Que l’on ne se trompe pas, dans cette article je ne condamne pas les policiers, généralement stupides et incultes, mais le système corrompu qu’ils encouragent et qui les fait vivre.
C’est la première fois que j’entre dans un commissariat (au Cambodge), d’habitude je ne recherche pas particulièrement la présence des policiers. Ils sont déjà assez nombreux aux croisements de rues à se reposer tout en extorquant les cambodgiens qui tentent de gagner leur vie.
Pendant l’attente que l’on m’avait imposé stratégiquement, j’ai pu observer à loisir les usages d’une visite au poste. Lorsqu’un client entre (de son plein gré) il trouve une demie douzaine de policiers avachis à l’ombre en train de se marrer devant un « soap » cambodgien. Bien sûr personne ne vient à sa rencontre, ce qui oblige le visiteur à s’approcher timidement jusqu’aux hamacs de la maréchaussée. A ce moment, un policier agacé indique à l’opportun un banc au soleil où il peut rejoindre les autres qui attendent que l’on daigne les appeler.
Lorsqu’enfin le contrevenant est appelé, il est invité à parcourir des photos d’accidentés étalées sur le bureau du « chef ». Cette méthode pourrai être efficace si l’on était pas habitués aux images sanglantes. Mais la télévision nous noie sous ce genre de scènes. Donc le conducteur de moto-dop regarde les photos, impassible et obéissant.
Ces « prises d’otages » à répétition représentent une grande partie des ressources des policiers. Avec le droit de passage perçu aux carrefours, un policier double ainsi son revenu.

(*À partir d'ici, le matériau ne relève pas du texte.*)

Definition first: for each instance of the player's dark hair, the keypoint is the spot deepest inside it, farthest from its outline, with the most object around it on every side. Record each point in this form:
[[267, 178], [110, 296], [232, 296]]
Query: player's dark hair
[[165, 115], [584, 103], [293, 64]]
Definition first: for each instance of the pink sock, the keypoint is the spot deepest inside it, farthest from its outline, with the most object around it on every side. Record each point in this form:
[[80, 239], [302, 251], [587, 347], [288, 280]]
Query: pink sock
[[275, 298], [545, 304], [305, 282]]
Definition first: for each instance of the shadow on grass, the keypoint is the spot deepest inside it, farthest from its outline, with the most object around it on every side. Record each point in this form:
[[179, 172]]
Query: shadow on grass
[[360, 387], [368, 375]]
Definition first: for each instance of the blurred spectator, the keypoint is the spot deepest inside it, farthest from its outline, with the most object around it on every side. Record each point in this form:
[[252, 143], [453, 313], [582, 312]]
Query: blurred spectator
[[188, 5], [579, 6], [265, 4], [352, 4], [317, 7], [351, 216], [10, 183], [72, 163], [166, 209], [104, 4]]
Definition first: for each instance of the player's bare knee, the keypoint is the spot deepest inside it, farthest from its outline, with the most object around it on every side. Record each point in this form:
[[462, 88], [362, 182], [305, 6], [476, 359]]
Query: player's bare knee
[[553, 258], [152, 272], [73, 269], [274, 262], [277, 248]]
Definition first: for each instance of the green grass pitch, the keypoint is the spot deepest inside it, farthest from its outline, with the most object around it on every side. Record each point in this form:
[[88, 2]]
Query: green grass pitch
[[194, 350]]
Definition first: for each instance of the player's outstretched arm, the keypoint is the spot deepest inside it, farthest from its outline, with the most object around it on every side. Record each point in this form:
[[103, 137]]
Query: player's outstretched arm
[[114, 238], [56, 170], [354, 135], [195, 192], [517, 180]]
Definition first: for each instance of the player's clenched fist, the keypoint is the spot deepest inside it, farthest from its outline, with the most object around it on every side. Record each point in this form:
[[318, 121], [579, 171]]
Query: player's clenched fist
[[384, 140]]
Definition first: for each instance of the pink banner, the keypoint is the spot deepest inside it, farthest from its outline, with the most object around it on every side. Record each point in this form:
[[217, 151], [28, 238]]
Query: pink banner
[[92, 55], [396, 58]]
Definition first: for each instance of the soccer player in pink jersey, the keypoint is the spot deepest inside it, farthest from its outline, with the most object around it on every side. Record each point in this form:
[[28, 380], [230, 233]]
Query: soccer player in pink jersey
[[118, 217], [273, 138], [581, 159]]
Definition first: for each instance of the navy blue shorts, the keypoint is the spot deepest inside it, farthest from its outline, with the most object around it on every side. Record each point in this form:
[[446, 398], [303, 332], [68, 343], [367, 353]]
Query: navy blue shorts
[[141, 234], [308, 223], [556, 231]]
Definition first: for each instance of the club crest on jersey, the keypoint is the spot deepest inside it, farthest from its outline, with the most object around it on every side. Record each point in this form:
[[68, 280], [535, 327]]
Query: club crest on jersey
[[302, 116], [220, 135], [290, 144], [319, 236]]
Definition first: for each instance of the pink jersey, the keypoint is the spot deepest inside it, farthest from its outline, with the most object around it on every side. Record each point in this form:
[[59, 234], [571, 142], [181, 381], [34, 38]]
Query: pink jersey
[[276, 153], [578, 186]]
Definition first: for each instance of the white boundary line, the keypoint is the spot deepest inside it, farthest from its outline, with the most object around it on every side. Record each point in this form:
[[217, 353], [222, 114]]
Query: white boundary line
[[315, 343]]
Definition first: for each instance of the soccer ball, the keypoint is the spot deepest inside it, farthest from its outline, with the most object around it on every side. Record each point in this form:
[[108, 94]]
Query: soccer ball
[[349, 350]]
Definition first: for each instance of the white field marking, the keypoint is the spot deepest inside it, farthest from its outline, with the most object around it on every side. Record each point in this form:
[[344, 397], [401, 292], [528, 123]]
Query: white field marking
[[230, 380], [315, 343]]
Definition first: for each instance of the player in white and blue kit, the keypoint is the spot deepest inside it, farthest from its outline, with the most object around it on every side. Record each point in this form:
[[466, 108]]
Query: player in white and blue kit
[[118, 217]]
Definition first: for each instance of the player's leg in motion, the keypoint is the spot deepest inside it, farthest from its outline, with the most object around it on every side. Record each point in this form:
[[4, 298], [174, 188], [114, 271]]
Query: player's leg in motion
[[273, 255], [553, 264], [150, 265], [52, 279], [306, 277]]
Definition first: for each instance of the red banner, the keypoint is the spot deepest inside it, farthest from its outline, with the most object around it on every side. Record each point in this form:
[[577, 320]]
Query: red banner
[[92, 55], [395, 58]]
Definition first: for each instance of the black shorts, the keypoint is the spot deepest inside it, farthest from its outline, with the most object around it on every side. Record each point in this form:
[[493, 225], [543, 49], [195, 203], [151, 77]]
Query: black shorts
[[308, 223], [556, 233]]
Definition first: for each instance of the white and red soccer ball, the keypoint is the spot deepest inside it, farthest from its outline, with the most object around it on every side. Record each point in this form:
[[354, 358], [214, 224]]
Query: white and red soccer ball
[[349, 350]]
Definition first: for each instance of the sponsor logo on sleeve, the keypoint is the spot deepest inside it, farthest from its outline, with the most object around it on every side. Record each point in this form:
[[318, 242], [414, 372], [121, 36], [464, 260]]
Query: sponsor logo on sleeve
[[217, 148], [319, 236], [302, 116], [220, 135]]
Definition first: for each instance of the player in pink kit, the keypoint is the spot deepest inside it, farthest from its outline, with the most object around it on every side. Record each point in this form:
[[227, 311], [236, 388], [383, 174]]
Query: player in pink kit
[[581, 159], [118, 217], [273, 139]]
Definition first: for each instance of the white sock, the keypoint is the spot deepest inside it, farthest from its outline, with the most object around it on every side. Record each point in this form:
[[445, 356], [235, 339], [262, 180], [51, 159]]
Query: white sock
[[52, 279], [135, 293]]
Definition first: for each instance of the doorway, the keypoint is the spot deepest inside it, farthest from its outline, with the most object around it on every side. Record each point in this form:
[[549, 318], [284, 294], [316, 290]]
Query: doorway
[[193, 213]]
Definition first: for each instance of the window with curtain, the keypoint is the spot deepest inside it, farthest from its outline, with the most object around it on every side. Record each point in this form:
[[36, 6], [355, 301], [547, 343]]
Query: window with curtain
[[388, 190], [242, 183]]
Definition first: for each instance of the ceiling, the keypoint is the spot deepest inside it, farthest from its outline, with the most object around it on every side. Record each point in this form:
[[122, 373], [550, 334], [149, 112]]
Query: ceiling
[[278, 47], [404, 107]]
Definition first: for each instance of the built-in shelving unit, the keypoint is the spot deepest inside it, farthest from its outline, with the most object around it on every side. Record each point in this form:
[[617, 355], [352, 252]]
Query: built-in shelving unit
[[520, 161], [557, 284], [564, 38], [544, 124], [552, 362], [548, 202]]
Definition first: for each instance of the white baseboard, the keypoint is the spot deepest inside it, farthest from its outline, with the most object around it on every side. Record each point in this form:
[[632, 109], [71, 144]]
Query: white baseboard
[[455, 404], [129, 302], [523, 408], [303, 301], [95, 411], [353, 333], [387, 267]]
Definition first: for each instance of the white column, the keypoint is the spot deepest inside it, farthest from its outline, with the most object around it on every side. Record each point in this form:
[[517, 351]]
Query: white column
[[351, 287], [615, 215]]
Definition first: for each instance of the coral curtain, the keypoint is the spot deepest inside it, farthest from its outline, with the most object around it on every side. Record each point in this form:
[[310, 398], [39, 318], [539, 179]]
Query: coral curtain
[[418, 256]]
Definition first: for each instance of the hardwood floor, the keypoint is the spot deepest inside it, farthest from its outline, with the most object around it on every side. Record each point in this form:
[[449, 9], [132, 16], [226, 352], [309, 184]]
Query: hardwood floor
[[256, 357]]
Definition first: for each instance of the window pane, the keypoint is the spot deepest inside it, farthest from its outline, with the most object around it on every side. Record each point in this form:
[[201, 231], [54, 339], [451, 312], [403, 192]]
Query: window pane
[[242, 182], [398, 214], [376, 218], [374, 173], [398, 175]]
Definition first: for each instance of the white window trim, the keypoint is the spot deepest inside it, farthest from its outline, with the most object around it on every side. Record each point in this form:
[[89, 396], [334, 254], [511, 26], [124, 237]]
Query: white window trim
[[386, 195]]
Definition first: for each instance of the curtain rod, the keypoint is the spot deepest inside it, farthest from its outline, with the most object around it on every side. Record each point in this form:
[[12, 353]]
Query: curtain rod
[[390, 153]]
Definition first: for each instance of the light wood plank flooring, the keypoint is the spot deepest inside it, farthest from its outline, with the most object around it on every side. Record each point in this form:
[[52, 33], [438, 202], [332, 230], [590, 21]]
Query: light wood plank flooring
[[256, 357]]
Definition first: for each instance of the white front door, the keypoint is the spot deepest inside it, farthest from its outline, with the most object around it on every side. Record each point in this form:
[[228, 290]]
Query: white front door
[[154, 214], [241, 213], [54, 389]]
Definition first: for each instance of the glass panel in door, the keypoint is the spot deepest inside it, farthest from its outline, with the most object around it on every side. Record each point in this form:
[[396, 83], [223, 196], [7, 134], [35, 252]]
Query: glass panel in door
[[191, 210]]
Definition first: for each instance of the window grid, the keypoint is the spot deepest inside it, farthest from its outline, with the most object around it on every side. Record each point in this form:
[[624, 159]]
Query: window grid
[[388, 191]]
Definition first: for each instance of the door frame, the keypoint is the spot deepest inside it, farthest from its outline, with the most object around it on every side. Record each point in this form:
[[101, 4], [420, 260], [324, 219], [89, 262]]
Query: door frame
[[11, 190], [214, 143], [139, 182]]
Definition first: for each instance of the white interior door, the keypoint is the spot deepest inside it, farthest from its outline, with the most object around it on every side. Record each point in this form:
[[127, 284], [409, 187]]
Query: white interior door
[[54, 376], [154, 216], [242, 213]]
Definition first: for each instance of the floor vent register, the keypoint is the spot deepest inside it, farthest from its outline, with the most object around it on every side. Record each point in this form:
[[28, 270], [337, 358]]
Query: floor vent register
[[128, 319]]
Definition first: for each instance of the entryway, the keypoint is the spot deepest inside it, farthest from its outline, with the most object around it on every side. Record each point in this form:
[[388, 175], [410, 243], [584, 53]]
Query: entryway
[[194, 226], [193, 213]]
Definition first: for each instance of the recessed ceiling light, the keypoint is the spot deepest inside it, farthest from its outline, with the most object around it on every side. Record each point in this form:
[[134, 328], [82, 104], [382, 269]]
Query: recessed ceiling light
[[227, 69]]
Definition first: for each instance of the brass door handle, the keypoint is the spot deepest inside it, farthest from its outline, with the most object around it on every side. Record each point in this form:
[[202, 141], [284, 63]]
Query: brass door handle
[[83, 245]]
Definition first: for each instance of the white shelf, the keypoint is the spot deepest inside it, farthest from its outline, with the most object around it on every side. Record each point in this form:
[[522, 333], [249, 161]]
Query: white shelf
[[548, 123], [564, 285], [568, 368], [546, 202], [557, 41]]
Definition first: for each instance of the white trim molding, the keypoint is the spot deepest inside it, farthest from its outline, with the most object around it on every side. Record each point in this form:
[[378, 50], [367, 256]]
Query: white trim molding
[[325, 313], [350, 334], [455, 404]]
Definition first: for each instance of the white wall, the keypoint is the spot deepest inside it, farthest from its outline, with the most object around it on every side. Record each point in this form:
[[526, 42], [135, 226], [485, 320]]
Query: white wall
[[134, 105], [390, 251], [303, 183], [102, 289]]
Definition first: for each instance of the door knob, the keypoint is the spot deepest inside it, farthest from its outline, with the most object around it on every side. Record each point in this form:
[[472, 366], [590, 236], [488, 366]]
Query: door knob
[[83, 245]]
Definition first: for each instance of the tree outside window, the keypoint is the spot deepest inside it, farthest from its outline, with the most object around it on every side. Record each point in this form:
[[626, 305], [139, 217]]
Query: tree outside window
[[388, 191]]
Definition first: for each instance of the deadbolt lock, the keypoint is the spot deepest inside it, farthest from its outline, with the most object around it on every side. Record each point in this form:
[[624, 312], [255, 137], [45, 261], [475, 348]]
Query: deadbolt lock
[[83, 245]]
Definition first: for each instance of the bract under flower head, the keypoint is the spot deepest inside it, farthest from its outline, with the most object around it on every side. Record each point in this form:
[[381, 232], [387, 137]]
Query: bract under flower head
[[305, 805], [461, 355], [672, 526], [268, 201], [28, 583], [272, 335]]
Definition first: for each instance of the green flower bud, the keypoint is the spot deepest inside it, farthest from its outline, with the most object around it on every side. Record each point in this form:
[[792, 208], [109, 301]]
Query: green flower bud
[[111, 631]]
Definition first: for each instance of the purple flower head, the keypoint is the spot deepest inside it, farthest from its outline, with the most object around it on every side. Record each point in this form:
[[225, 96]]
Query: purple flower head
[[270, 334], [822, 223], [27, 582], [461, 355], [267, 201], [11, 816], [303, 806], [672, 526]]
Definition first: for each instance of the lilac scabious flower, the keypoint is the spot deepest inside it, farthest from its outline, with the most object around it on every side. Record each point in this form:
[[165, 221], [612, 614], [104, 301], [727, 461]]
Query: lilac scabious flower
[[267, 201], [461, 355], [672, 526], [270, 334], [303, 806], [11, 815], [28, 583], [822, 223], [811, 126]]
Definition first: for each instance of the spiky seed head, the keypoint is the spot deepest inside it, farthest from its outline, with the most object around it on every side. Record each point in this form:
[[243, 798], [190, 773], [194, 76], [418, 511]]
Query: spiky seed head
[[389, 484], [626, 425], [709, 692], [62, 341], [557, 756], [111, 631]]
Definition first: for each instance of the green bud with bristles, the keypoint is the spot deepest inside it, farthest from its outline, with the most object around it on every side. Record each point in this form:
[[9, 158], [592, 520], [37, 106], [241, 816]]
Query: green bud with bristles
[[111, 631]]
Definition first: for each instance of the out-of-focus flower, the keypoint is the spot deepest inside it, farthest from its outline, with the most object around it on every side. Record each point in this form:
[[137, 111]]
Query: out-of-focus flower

Les services de l’ONU avaient défini un seuil de salaire en dessus duquel un fonctionnaire ne ressent plus le besoin de compléter ses revenus. Un équilibre se fait entre le salaire confortable et la peur de la sanction qui réduit naturellement lacorruption. Au Cambodge, les salaires ne sont pas confortables (moins de 100 dollars par mois) et aucune sanction n’est prise contre ceux qui abusent de leur situation.
La corruption est un mal difficile à juguler, et aucun pays n’en est complètement débarrassé. Le Cambodge fait partie des pays les plus corrompus, et cette situation est la cause principale des difficultés que connaissent les khmers à s’enrichir et progresser dans la société. Il est temps de faire preuve de courage et d’oublier ses intérêts personnels, il est temps qu’un gouvernement mature au service de la société prenne ces décisions simples mais courageuses.